While Hicks was gathering his samples, the sheriff began to question the family.

“I have no indication yet, except for Dr. Wilson’s opinion, that any crime has been committed; and you don’t have to answer my questions, but it might help later, if there was foul play.”

“We have nothing to hide,” Malcolm said stiffly. It was coming home to him, not unhappily, that he was now head of the house. Besides, as a lawyer, even if a mediocre one, he had a certain flair for words, and didn’t mind holding the center of the stage. He suspected that his brother and the other relations had no better opinion of him than his father. If so, maybe he could change that a little now, or at least make a start at it.

“If the rest of you don’t mind,” he said in a bland voice, “I’ll tell the sheriff what went on here tonight.” He coughed. “Without going too far into personalities,” he reassured them.

Denton listed in silence to Malcolm’s account of Hiram’s sadistic harangue. As a loving father and devoted husband, it pained him to hear of such relations among members of a family; but intellectually, if not emotionally, he was shockproof. Nobody involved with law enforcement can ever have any illusions about human perfection — nothing, from motherhood to warm puppies, is above suspicion to an experienced cop.

There was one point he asked about.

“This matter of Talbott’s daughter,” he said. “Naturally, I know something about it, but not enough. Of course, if you’d rather pass it by for now...”

“Not at all,” Malcolm said. “It was Dad’s taboo, not ours. To put it simply, our sister, Gloria, married a man Dad couldn’t stand. There were few he could,” Malcolm added sourly. “Anyhow, Dad did have some kind of need for Gloria; she was clever efficient, and a bit ruthless, like him. I think he hoped to keep her for a long time; but she fell for this fellow, a young scientist of sorts, poor as a churchmouse, and Dad, in his usual direct, brutal way disowned her. He even used his influence to mess up the kid’s career. And when Gloria broke down, and got sick, Dad wouldn’t even help her then. She needed help, because Dan — her husband — was horribly wounded in a lab explosion; he can just barely hobble. That’s why mother suggested tonight that Dan ought to get some money — for Gloria June’s sake; she loved him. She’s dead,” he added, as Denton looked blank. “Cancer. Dad blamed Don instead of himself; no sense to it, but that’s the way he was. Wouldn’t let us mention either of them after that.”
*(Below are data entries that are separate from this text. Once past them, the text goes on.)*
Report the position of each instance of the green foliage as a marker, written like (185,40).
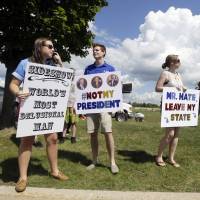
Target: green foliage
(147,105)
(22,21)
(65,21)
(136,146)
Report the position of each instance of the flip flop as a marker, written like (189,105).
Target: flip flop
(174,164)
(160,163)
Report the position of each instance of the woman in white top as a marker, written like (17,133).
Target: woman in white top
(169,78)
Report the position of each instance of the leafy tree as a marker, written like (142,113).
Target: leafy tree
(22,21)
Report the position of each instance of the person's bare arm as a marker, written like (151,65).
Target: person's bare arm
(15,89)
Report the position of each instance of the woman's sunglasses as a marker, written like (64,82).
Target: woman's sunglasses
(177,61)
(50,46)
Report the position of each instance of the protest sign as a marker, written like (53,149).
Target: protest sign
(97,93)
(44,110)
(179,108)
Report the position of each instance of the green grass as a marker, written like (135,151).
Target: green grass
(136,146)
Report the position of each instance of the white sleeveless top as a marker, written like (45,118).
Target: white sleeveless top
(174,80)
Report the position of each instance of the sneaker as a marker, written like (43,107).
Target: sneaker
(60,176)
(114,169)
(91,166)
(38,144)
(21,185)
(73,140)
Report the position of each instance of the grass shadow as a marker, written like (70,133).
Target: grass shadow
(76,157)
(137,156)
(10,170)
(15,140)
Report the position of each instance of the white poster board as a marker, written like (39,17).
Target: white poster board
(44,110)
(97,93)
(179,108)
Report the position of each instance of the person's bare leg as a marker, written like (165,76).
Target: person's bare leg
(110,147)
(52,152)
(111,152)
(94,146)
(169,134)
(25,150)
(172,146)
The ambulance Dr. Wilson had phoned for came, and when the body had been removed, the sheriff and Hicks left with their samples. They would be sent to the crime lab in Los Angeles, which was the nearest city big enough to have one.

The next day, having sent one deputy — Bill Alvarez this time — to gather more information about the Talbotts, Denton put his feet on the scarred desk, and began to talk “at” Hicks. The young deputy knew his part in this procedure: to nod, look wise, and at rare intervals, comment.

“We don’t know yet that it’s murder,” the sheriff said. “If Talbott was killed by penicillin in the food, maybe it was an accident. Sometimes, I’ve heard, feeders give cattle drugs. Could be that steak had natural penicillin.”

Hicks cocked his head, started to nod, and then frowned. Clearly he didn’t find this a convincing theory. Denton sighed. Much as he hated the idea, accident probably was not the explanation, and murder was.

“On motive,” the sheriff continued, “there’s all we need. Talbott was a lousy father, and both sons hated him. So did their wives. We know that the sons were weak but kinda stubborn. Talbott wanted them to work with him, but they had to get free, and tried to go it alone. When they goofed off, and came crawling back, it was too late. He wouldn’t forgive them. All they ever got was a few handouts from the mother, and a dinner now and then so the old guy could insult them for the hell of it.”